14 Tamuz 5775
One of the ways we speak about gratitude in Judaism is hakarat ha’tov, literally “recognizing the good.” It’s hard to cultivate gratitude unless you consciously stop and really notice a blessing that is present.
Looking back on the news these past two weeks, there have been several blessings to truly celebrate. Most obviously, there is the incredible Supreme Court victory for same-sex marriage. It feels great to know that our children will grow up knowing that any two people in our country who love each other can enjoy the blessing of marriage. We also saw the Supreme Court victory for Obamacare, whereby, in commentator Jeff Salzman’s words, “it is now embedded in American culture that a proper role of government is to ensure basic health care for its citizens.” Thank God. Then there is the removal of the Confederate flag in the South Carolina State House--a powerful sign of the crumbling of the racist cult of the Confederacy that until recently hung on tenaciously in parts of the South.
I’d like to use this blog post to lift up one other piece of ecological good news, because it’s not every day that someone with an audience of 1.2 billion people so beautifully enters the spiritual eco-justice fray. Reading Pope Francis’ recent papal eco-encyclical, On Care for Our Common Home, has been a real mechaya (a joy).
I’m including below a couple highlights from his writing that particularly touched me. First, he begins with mentioning the deep connection that Saint Francis of Asisi (whose name Pope Francis took), felt for the natural world: “[St. Francis] would call creatures, no matter how small, by the name of ‘brother’ or ‘sister’. Such a conviction cannot be written off as naive romanticism, for it affects the choices which determine our behaviour. If we approach nature and the environment without this openness to awe and wonder, if we no longer speak the language of fraternity and beauty in our relationship with the world, our attitude will be that of masters, consumers, ruthless exploiters, unable to set limits on their immediate needs. By contrast, if we feel intimately united with all that exists, then sobriety and care will well up spontaneously. The poverty and austerity of Saint Francis were no mere veneer of asceticism, but something much more radical: a refusal to turn reality into an object simply to be used and controlled.”

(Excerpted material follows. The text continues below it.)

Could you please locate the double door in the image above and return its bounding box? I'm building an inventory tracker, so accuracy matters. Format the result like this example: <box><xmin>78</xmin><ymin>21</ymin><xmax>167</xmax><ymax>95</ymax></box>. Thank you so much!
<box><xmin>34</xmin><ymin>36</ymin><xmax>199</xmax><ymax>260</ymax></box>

Secondly, Pope Francis, driven by his own commitment to voluntary simplicity, is aware that climate change is not just a technological issue, but requires profound change in our “throwaway culture.” He writes: “Humanity is called to create awareness of the need to change styles of life, production and consumption, to combat this warming or, at least, the human causes that produce or accentuate it.” Throughout his writing Francis helps us to remember that those continually most affected by climate change and eco-degradation are the poor, and we cannot lose sight of this. All this has inspired the wonderful activist group 350.org to call Pope Francis’ placing of climate change front and center in the encyclical a “game-changer.” May it be so!
Finally, I have been excited to see parallels, and in some cases almost identical closeness, in Pope Francis’ Catholic eco-theology and the values of an ecological Judaism: One lovely example from Pope Francis: “Our insistence that each human being is an image of God should not make us overlook the fact that each creature has its own purpose. None is superfluous. The entire material universe speaks of God’s love, his [sic] boundless affection for us. Soil, water, mountains: everything is, as it were, a caress of God.” This sentence could just as easily be found in a Jewish eco-theology.
Reading all this, I felt a profound sense of gratitude that someone in such a position of power thinks this way. It could easily not be this way. I’m pretty sure there is no other single religious leader in the world with as much power as the Pope. The Jewish world contains nothing even slightly comparable. I feel even more gratitude that Pope Francis is media savvy and is gaining quite a following. May his courageous efforts be magnified, heeded and bear much fruit. Amen.